One study finds a “sweet spot” for sleep needed to help prevent Alzheimer’s disease

Sleeping too much and too little can be detrimental to your health, research shows.

Sleeping too much or too little each night can impair adult brain performance, increase symptoms of depression and weight, and increase your risk of Alzheimer’s, according to a new study.

The study, published in the journal JAMA Neurology, found that sleeping six hours or less a night or nine hours or more a night negatively affected adult health.

“There seems to be a real sweet spot,” said Dr. Jennifer Ashton, ABC News ’chief medical correspondent and a board-certified OBGYN. “People who slept less than six hours with PET scanned brain images had a higher rate of these brain plaques that we found in association with Alzheimer’s disease.”

“However, too much, just as bad. Nine or more hours associated with poor cognitive performance,” added Ashton, who did not participate in the study.

The ideal amount of sleep per night is seven to eight hours, depending on the study.
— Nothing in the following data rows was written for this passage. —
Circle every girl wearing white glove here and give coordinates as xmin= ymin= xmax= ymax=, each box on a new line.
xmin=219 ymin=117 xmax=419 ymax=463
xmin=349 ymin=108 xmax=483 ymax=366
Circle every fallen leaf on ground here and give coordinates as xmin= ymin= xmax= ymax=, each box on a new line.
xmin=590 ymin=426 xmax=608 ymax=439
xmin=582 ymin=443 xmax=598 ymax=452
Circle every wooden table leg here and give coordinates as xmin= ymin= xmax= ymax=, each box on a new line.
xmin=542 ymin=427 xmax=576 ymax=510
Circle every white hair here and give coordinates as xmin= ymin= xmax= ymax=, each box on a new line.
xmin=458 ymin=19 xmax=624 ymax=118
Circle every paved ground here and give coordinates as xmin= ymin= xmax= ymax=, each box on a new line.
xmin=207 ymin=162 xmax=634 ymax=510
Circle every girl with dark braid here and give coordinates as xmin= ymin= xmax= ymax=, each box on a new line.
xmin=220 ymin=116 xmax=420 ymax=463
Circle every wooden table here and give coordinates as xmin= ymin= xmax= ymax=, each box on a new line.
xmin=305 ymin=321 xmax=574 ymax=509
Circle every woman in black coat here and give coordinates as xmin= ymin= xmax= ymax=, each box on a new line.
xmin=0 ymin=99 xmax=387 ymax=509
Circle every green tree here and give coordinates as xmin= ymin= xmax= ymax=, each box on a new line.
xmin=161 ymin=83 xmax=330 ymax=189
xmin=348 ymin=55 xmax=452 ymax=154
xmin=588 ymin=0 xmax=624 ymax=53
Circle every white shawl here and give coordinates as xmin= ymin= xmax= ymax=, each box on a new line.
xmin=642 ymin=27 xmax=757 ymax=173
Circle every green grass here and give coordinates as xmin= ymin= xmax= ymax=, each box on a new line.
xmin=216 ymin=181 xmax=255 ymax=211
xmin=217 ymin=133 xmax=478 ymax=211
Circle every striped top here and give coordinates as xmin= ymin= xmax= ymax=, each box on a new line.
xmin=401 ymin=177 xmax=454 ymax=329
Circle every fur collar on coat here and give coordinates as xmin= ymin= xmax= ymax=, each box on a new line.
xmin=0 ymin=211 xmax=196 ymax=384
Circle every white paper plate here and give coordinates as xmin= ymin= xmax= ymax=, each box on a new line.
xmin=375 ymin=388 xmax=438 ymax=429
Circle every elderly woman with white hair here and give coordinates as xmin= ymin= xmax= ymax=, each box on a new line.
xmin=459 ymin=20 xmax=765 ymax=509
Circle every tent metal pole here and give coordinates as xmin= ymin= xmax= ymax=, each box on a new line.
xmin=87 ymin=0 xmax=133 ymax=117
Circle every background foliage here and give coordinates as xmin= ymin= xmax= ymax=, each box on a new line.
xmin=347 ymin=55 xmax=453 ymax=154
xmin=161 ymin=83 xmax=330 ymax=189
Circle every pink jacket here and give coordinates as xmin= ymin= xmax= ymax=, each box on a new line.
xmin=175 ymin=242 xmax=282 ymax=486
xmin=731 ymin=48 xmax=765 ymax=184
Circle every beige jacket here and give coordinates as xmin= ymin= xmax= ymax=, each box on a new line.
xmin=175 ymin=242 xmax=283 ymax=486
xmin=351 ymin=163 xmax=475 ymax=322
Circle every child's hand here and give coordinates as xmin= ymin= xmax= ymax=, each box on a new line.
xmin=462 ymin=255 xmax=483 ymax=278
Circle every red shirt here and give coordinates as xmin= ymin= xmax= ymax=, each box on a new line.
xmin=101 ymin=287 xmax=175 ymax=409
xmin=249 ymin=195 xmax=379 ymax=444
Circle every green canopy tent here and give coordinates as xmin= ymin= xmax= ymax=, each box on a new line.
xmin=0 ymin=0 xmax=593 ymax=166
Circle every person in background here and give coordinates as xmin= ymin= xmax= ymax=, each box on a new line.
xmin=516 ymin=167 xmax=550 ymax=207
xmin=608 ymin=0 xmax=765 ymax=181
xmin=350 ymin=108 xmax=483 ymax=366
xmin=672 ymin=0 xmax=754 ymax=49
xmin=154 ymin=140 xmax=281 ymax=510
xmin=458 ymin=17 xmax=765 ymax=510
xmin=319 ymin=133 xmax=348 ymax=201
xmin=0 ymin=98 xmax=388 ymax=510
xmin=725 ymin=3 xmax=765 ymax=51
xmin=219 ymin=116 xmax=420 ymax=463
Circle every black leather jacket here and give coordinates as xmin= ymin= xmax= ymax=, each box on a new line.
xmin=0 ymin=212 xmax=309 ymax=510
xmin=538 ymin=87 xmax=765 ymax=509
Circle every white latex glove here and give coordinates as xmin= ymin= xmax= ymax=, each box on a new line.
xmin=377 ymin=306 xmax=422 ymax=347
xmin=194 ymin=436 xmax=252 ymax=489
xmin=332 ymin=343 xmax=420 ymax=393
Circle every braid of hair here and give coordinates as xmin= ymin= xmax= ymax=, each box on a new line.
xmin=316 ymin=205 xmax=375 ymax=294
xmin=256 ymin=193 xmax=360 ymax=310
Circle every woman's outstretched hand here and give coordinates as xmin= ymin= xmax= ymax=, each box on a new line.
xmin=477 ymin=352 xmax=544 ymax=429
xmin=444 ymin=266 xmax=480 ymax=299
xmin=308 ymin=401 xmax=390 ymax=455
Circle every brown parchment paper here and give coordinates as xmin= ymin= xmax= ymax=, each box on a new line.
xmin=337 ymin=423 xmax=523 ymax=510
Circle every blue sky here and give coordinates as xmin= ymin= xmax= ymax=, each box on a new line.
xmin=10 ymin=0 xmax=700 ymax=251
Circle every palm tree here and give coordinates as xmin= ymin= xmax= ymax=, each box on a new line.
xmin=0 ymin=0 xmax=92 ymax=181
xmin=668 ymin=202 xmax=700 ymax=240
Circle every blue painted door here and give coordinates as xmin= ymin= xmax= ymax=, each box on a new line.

“That really speaks to the fact that more is not better,” Ashton said. “Your brain needs a certain amount of sleep, but it’s actually too much sleep somehow.”

According to Ashton, the study’s findings, which examined data from more than 4,000 adults in the United States, Canada, Australia and Japan, again emphasize the important role that sleep plays in achieving optimal health.

He noted that not getting enough sleep every night affects your immune system and has been associated with everything from an increased risk of heart attacks and strokes to depression and obesity.

“I always say that sleep has a [public relations] problem. We look at it as a luxury. In fact, it’s a medical necessity, “he said.” We need to prioritize this at the same level as our nutrition and fitness for optimal health. “

Ashton added, “I always tell people, ‘If you don’t feel well, look at your sleep first.'”

Here are Ashton’s four tips for getting a good night’s sleep, in his own words:

1. Follow a consistent sound program: This means, if possible, going to bed every day and waking up at the same time. You can’t make up for it on the weekend.

2. Avoid heavy meals, alcohol and caffeine in the couple of hours before bedtime.

3. The environment is really important. You want to keep your bedroom cool, dark and quiet, with nothing to screen.

4. Meditation and exercise during the day they have been shown to increase sleep at night.